Boy, our defense is pretty tough against the run. We have 11 guys that really fly around the field and play good football.”  

Greene County clung to a somewhat commanding 14-0 lead at the break, in a contest that felt much more lopsided than the actual score. 

Junior quarterback Brent Riley, making his second career start, thrived in the first half, throwing for a pair of touchdowns, including a 77-yard completion to Carter Morton, who weaved his way through the Perry defense early in the second period, punctuating the two-score lead. Riley finished the game with 258 yards passing but threw three picks in the second half, including an interception with under seven minutes to go, setting up Perry’s first and only score.

Greene County was shutout in the second half, an offense marred by several drive-killing penalties. At least two touchdowns were wiped off the board due to infractions – one each in the first and second halves – while other promising drives stalled in Perry territory. 
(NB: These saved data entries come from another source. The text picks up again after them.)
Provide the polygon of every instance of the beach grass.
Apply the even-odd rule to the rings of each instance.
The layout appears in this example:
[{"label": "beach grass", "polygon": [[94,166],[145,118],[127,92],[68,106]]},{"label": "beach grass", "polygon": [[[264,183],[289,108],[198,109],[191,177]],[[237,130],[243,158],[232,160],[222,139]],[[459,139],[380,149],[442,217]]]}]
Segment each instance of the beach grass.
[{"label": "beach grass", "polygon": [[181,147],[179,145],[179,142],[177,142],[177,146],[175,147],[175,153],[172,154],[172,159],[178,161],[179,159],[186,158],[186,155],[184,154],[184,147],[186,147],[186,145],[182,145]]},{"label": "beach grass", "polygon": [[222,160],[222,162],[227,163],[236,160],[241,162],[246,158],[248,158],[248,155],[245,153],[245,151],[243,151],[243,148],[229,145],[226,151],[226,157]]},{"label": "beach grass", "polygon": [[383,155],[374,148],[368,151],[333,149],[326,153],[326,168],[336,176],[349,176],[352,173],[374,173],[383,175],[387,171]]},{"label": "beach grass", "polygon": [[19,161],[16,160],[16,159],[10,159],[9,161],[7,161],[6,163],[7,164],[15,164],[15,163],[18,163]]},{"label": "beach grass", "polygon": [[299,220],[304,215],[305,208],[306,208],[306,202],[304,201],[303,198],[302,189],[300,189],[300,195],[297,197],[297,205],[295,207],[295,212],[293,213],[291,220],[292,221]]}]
“We’ve got to get better. We are just inefficient,” Moore said. “We had penalties, but we faced adversity, we fought through it and won the game.”
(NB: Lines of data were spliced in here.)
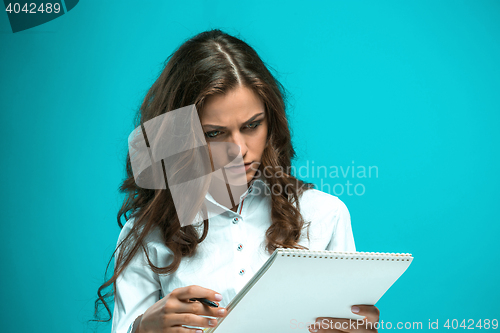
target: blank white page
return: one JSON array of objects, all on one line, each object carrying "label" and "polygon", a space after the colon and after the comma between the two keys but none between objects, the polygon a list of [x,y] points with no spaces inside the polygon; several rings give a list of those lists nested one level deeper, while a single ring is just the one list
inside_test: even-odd
[{"label": "blank white page", "polygon": [[207,332],[308,332],[316,317],[363,319],[355,304],[375,305],[406,271],[405,253],[277,249]]}]

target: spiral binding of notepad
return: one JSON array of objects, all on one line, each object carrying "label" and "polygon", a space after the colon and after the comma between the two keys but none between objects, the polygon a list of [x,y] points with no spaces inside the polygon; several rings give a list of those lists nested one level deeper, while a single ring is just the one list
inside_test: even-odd
[{"label": "spiral binding of notepad", "polygon": [[347,260],[386,260],[386,261],[411,261],[411,253],[386,253],[386,252],[337,252],[337,251],[312,251],[302,249],[278,248],[278,256],[316,259],[347,259]]}]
Coach Moore sees the potential in his quarterback, as he showed an awareness to move around in the pocket, but some of his mistakes came when he tried to force the issue. 

“He’s got to be a little more on. He’s been on for the last nine months, at seven-on-seven and in practice but the lights were a little bright tonight,” Moore said. “He didn’t play his best game, but the receivers have to run more crisp routes and we have to establish the run a little more to help all of that. I never felt we got in a rhythm. I thought we called a good game, but we never got in a rhythm and hat’s hard when you’re on offense. 

Despite the lackluster offense, the penalties, the late turnovers and a three-hour game, Moore was pleased with the final outcome. 

“All things aside, I’m really happy to be one and o. Half the team’s in the state aren’t,” Moore said. “So a rivalry game to win it like that, we’re certainly excited.”

The Rams host non-district foe Nevada Friday night in their home opener. The Cubs lost their week one contest in a shootout, as North Polk prevailed, 49-35. The two teams were dead-locked at 35 late in the fourth quarter when the Comets scored two touchdowns in the final 37 seconds, including a pick-six a mere 12 seconds after their go-ahead score. Both teams lit up the scoreboard through the air, scoring a combined 55 points over the final two quarters. 

Eliminating mistakes will be a key, Hoyle said. That, and outworking their opponent. 

“We’ve got to (stay) in shape and we’ve got to limit the cramps,” lineman Bryce Hoyle said. “(If we) limit the penalties, it’s a different ballgame.”

Friday’s kick is set for 7:30 p.m. at Linduska Field in Jefferson.